Report: supply chain finance in logistics, what can you do with it?

Author without image icon
Editorial
09 November 2017
2 min

Chain financing can be of great benefit to the logistics chain, but because little is known about it in the sector, companies make little use of it. ING, TVM and TLN have therefore prepared the report 'Chain Financing in Transport and Logistics'.

Chain financing refers to all kinds of financing forms between companies in the chain, with the aim of improving the parties' financial position, reducing costs, spreading financial risks and/or creating value. Although financing institutions are often involved in chain financing, it mainly involves companies among themselves. Trust between these parties is therefore very important.

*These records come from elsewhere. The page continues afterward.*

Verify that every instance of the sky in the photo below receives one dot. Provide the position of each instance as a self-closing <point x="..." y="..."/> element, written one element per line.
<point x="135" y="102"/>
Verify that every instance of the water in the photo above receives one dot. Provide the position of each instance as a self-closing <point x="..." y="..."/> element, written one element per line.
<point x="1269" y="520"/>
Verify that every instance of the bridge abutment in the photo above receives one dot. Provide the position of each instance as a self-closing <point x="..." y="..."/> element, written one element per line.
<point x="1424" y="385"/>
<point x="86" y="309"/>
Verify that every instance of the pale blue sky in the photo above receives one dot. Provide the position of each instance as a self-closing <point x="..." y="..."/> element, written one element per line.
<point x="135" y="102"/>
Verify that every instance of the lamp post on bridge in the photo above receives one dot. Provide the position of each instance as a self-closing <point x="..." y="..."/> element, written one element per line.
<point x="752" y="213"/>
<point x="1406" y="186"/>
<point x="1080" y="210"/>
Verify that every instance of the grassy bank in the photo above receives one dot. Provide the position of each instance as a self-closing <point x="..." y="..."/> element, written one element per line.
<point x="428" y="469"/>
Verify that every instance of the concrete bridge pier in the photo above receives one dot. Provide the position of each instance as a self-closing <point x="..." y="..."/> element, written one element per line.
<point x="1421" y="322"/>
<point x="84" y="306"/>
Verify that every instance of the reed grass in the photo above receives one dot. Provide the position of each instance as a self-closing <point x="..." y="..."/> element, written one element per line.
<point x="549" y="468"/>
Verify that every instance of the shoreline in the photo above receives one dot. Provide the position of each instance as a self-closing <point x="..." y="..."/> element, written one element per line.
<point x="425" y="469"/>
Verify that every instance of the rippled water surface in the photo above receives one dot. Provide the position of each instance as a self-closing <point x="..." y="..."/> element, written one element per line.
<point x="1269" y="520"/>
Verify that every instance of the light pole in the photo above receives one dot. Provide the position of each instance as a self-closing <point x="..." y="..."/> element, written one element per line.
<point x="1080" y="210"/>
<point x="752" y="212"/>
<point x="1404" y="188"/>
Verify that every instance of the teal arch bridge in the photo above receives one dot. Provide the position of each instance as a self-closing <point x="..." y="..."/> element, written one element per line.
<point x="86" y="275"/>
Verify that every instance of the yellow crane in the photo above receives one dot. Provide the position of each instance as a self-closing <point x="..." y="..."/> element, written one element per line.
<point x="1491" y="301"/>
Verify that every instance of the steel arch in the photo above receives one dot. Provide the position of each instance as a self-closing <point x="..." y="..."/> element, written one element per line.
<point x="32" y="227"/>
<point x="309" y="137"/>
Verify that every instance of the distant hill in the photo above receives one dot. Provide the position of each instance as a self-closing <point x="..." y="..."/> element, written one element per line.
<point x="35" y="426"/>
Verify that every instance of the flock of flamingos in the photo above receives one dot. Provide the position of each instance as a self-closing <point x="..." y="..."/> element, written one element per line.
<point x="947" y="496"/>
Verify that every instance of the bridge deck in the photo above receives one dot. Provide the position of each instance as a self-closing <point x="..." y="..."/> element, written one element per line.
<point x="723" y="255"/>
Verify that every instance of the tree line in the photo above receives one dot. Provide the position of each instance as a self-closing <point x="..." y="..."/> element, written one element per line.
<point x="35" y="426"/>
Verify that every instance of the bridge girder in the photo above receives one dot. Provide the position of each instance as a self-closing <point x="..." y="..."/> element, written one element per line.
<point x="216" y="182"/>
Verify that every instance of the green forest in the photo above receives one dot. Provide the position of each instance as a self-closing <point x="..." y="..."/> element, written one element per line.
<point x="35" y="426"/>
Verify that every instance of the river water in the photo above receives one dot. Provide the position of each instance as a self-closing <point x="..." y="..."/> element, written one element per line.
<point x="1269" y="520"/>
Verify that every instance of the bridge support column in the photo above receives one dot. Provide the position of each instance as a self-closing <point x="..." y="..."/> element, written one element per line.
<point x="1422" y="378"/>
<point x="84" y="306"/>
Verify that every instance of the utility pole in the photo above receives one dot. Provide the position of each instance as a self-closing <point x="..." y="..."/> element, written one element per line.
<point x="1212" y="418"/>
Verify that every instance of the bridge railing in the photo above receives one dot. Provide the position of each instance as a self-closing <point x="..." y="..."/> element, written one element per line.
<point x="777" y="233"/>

Considering position in the chain

Because transport companies and logistics service providers are consciously and unconsciously part of multiple supply chains, they will have to deal with the phenomenon of chain financing, according to ING, TVM and TLN. Data and information sharing and communication are essential to play a role within chain financing. With the report Chain Financing in Transport and Logistics, logistics service providers can reflect on their position in the chain and the role they want to and can play in chain financing. "Traditional logistics service providers and traditional banks have a lot to lose. Entrepreneurs would therefore do well to delve into the subject and determine how they want to deal with it from their own role in the chain. The report is a tool for this," TLN states on its website.